A Document's similarity and difference





March 23 2019



In this post we explain how applying basic Natural Language Processing techniques is used to create a similarity-difference vector so that we can compare documents to one another.





How do we compare the similarity of documents?

We compare the tf-idf vector of one document to another document's vector. What is tf-idf? It stands for term frequency-inverse document frequency. Still confused? Let’s break it down into simple terms.


The tf part, in relation to text-based documents, represents how often certain words are used. In the search engine world, this is used to grab common key words and phrases from websites to help the user find the correct information they’re searching for. tf can also be used to weed out or identify “stop words,” which are connecting words, such as “a, the, an, is…” In most cases, these are not necessarily the keywords you want to pull out, but rather the words you want the search engine to forget or ignore when performing its search. There are some exceptions to this rule, which we can get into later.


In many cases, finding documents with commonly searched words is helpful, but not always.


That brings us to the idf part of the acronym. If tf is about finding similarities, idf is about finding the differences. While it’s important to know what’s similar in two documents, it’s sometimes equally important to learn what sets them apart.


To return once again to “stop words,” the idf part is important for offsetting these common, “throwaway” terms that, while important to the English language, don’t add weight to the substance of a document, yet are featured most frequently in written documents and text. The Inverse Document Frequency highlights words that are used infrequently, so even if the word “the” appears 100 times, it can be offset by the use of infrequent terms used.


Stop words explained

As promised, we will elaborate on the concept of “Stop words.” While in many cases, you want tf-idf to exclude stop words from the search, there are cases where you want them included. It’s all about context. It should also be noted that there is no universal list of definitively accepted “stop words.” For context, some searches look for key phrases rather than keywords, so “stop words” are specifically not ignored so the sentence or phrase can be recognized as a whole. See the figure below.





How do you set this up?

In order to apply all the rules you’ve determined you need – such as what to look for and what to ignore – you need to prepare your documents to be processed.

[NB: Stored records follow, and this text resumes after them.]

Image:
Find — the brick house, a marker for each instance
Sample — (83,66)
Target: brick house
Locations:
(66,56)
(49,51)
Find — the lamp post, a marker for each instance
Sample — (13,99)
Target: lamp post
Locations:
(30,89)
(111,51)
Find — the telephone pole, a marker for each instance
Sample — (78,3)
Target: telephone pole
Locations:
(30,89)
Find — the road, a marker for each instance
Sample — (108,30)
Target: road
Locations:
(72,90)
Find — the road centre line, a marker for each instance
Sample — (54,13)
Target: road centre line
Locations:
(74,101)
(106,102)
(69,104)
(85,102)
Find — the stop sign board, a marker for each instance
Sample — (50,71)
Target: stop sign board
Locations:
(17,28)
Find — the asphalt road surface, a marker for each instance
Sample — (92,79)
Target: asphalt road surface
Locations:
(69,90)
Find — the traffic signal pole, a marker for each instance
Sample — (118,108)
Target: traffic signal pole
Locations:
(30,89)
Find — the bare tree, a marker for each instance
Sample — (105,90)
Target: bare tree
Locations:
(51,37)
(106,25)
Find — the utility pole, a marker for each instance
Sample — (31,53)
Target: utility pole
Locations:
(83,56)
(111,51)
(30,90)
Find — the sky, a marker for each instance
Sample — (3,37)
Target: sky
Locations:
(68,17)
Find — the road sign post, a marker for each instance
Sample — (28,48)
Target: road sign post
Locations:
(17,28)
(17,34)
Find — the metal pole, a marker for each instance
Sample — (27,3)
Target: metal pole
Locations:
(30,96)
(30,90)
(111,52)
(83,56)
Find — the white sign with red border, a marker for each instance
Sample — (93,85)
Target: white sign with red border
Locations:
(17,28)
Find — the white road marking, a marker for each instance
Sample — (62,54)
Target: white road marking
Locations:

This is all about machine learning. Before it can learn, you have to teach it what to look for. Tokenizing is an important step in the prepping phase. This is essentially pointing out important words or strings of words to look for. A multi-word token is better than single words broken up. Sure, you could have the program search for the words individually, but there’s more strength to find them together. When tokenizing, being specific is better.


Example: “secure,” “wireless,” “transmission” vs. “secure wireless transmission”.


Stemming

Another important step for preparing the documents for tf-idf analysis is stemming. Most writers are trained to use a broad vocabulary to keep readers interested. This often means using variations of the same word. In fact, the word variation is a great example of stemming. Within one document you might find the word “variation,” “vary,” “varying,” “variety,” “varied,” “varies,” and so on. You could say all of these words stem from “vari.” Stemming teaches the tf-idf to consider all these words as a grouping of the same or similar word.


All together now

By isolating stop words, tokenizing words and key phrases, and stemming, and configuring each to suit the set of documents you wish to analyze, you will essentially increase the usefulness and effectiveness of the tf-idf. See the figure below.





How do we use it?

XORGate Solutions uses tf-idf to mine documents for similar and different terms using specific parameters. This is useful for finding similar documents while also showing you key differences. What makes them the same, but also what sets them apart. This is important if you are trying to investigate something you don’t believe has been done before, or you feel you have made a significant improvement upon something that exists.